The nicest messages I’ve received have been from those who have said they have learned a lot or felt more confident to talk about the reality of sex work because of my posts. Thank you. We can’t say sex work is like every other work and then turn around and talk about how much we fucking love our clients, when in the crew room in McDonalds I would spent 95% of my lunch break slagging them off.

Worst of all is sex workers saying they supported me, and then throw it in my face when they disagree with me. I literally wrote a blog last week about financial abuse and this was the prime example I used. People who want to help do so without condition and without strings attached. They do not weaponise it and throw it at you to try and make you feel guilty, or as though they have some sort of right or say in your life. Accepting help is very difficult for me, but I did it because I had little choice but to, otherwise I would have sunk. It hurts like shit to have people throw it back at me and then you scream that I need therapy.

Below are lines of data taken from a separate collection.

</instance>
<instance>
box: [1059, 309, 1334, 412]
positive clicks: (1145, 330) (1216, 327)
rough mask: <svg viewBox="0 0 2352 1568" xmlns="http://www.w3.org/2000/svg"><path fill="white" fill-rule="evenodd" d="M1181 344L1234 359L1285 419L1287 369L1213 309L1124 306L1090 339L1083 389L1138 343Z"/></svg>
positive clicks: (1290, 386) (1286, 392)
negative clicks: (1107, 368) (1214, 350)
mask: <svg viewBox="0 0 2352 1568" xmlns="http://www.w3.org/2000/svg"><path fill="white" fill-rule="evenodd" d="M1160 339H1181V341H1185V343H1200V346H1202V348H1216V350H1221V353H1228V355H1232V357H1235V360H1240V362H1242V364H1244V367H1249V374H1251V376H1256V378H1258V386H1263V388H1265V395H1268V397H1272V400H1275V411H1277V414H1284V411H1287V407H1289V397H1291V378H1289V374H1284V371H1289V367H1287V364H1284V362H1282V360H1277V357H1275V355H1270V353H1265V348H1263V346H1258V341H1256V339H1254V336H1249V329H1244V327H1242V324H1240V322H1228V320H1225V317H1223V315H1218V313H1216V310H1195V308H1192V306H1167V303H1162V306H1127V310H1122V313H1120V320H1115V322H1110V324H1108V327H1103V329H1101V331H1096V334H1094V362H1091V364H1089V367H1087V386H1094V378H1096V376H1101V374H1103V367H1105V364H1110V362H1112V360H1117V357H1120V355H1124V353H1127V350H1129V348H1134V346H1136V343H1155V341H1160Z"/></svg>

On a more personal note, it is exhausting to keep giving and giving. Nobody made me, but I enjoyed doing it because I was fed up of the stigma and whatever else. I also enjoyed talking to other sex workers and having those difficult discussions, but it doesn’t make it any less exhausting. I never intended to be known as a sex worker, my account was made in 2009 when I was 12. I have of course, never been client facing, and just spoke generally about my life and sex work and then it grew and then it was too late to hide my name. It has then made me a target in real life, especially being known for working in the Managed Zone. It’s been a high personal cost unfortunately.

paypal.me/graceyswer

One thought on “Taking a Break

  1. It is okay to take a break and not to delete your account. Your voice is important to many people who you will never know or meet. Delete the app off your phone and don’t reload it or login again until you are ready. Some of your biggest critics are fakes, so don’t take it seriously. Above all, be kind to yourself.